United States District Court, W.D. Washington, Tacoma

March 3, 2014



BENJAMIN H. SETTLE, District Judge.

This matter comes before the Court on Defendant Kitsap County's Motion to Dismiss for Failure to State a Claim and Motion to Dismiss for Insufficient Process and Service of Process (Dkt. 14). The Court has considered the pleadings filed in support of the motion and the remainder of the file.


On November 1, 2013, Plaintiff filed her amended complaint in Kitsap County Superior Court. Dkt. 4 at 5-9. The complaint alleges that Defendant Frank Zavier Davalos ("Davalos"), while under the supervision of Kitsap County, had "repeated intentional unwanted sexual contact with Plaintiff while she was in her home and in the Sheriffs' vehicle provided to Defendant Frank Davalos." Id. at 7. Based on those events, Plaintiff makes claims of "negligence, abuse, exploitation, outrage, and negligent infliction of emotional distress and sexual assault." Id. at 8. Under "Relief Requested, " Plaintiff requested "cost [sic] and reasonable attorney's fees pursuant to 42 U.S.C. 1983, " and "punitive damages against the Defendants pursuant to 42 U.S.C. 1983." Id. at 9. Plaintiff made no other reference to § 1983 in her amended complaint. See id.
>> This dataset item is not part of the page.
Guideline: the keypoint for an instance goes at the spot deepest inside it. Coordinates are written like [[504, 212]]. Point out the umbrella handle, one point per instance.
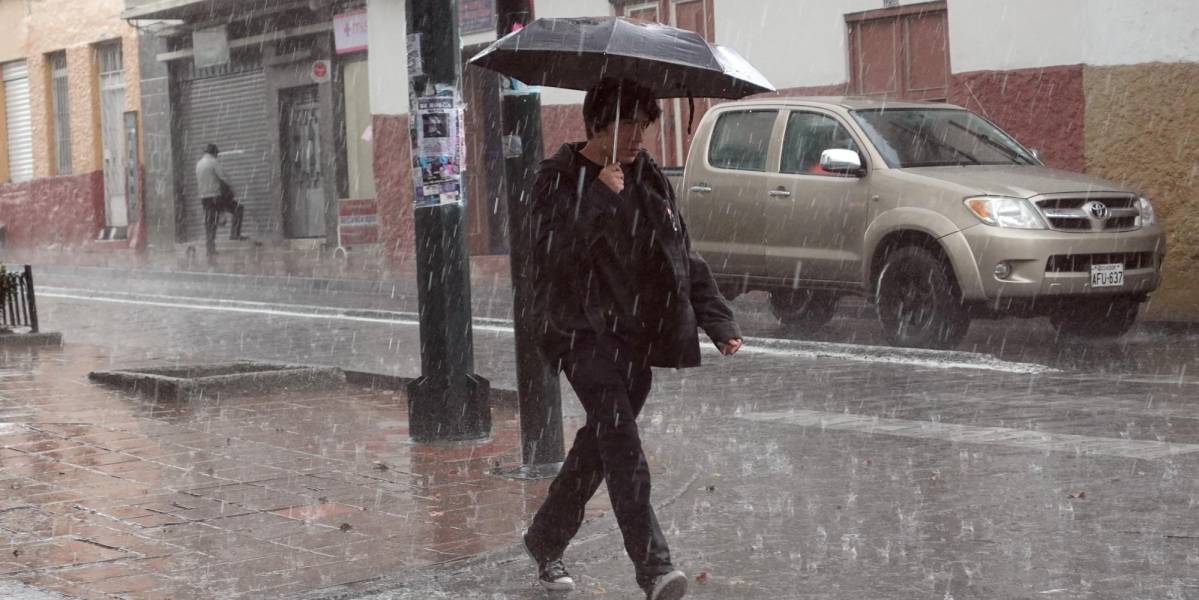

Defendants Kitsap County Sheriff's Office and Its Direct Supervisors (Kitsap County), Defendant South Kitsap School District #402 (Kitsap School District), and Defendant Davalos are each separately represented. Dkt. 1.

On November 8, 2013, Davalos removed the case to federal court stating that this case is "founded on a claim arising under federal law, " appearing to reference a possible claim by Plaintiff under 42 U.S.C. § 1983. Dkt. 1. On November 12, 2013, Kitsap School District joined in the removal (Dkt. 7), but Kitsap County did not file any joinder or opposition to the removal. At the time of removal, Kitsap County had apparently not been served; Kitsap County was served over 60 days later, on January 23, 2013. See Dkts. 14 and 23.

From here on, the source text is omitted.